The envoy said, "There were some racial attacks…. We condemn these …but it would be a mistake to conclude that every incident was racial."
He listed a number of steps taken by authorities, including increasing police patrolling and briefing Indian students, to check attacks on foreign students.
"Unlike the earlier generation of Indian students, the present students are going for vocational programmes that leads to permanent residency," he said, adding that they were involved in occupation with higher risks and also living in criminal infested areas as it was cheap there.
He said that between 20 to 30 institutes in Australia had been closed down for not providing adequate services to the students.

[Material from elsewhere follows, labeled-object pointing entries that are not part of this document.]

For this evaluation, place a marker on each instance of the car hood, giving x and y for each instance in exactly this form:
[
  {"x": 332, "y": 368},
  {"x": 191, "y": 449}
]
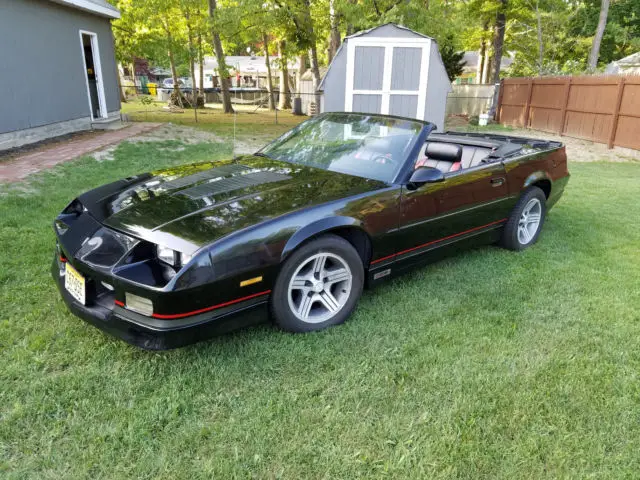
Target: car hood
[{"x": 190, "y": 206}]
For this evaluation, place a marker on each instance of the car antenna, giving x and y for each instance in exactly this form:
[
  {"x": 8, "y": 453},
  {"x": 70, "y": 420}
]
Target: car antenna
[{"x": 233, "y": 146}]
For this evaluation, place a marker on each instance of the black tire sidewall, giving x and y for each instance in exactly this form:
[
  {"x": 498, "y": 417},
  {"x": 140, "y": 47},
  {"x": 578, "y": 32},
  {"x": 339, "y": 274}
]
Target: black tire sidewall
[
  {"x": 510, "y": 233},
  {"x": 280, "y": 310}
]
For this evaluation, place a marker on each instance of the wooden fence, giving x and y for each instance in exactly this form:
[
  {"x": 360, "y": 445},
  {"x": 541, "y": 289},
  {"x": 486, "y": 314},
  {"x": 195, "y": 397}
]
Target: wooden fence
[{"x": 604, "y": 109}]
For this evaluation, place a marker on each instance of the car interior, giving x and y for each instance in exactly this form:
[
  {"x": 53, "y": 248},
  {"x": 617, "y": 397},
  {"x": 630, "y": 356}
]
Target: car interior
[{"x": 451, "y": 157}]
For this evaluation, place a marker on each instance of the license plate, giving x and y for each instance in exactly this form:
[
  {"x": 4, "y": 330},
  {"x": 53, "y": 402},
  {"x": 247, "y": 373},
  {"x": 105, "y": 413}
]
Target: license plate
[{"x": 74, "y": 283}]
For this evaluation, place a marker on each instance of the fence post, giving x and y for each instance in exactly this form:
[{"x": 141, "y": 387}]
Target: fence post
[
  {"x": 565, "y": 104},
  {"x": 616, "y": 113},
  {"x": 527, "y": 106}
]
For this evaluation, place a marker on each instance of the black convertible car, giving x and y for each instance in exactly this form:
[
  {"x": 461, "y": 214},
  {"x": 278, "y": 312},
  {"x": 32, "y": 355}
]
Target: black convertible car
[{"x": 296, "y": 231}]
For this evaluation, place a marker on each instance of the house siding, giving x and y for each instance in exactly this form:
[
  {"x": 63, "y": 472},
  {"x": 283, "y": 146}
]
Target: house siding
[{"x": 43, "y": 76}]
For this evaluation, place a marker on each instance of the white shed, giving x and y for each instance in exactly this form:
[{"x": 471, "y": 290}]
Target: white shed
[{"x": 388, "y": 69}]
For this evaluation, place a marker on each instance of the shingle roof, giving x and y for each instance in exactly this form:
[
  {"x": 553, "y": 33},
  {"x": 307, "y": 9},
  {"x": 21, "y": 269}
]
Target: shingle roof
[{"x": 97, "y": 7}]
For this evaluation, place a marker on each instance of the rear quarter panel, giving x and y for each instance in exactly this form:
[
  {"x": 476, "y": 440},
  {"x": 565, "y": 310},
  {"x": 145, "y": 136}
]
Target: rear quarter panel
[{"x": 550, "y": 165}]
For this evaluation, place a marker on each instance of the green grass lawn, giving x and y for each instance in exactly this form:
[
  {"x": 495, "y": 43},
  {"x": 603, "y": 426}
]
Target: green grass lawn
[
  {"x": 492, "y": 364},
  {"x": 248, "y": 121}
]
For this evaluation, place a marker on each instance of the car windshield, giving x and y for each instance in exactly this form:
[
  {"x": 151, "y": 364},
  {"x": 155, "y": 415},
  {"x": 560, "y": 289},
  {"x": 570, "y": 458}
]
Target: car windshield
[{"x": 369, "y": 146}]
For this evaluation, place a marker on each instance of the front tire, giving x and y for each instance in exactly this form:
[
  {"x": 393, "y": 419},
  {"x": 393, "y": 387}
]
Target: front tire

The envoy said that there were three lakh people of Indian diaspora in Australia and the government was going to start a special promotion campaign next year focusing on Indian students.
"We will conduct seminars in Chandigarh and other northern cities as part of promotion campaign," he said.
The High Commissioner pointed out that the proportion of international students to local students was much higher in Australia than in any part of the world.
He said that the new immigration policy of Australia was demand driven instead of supply driven.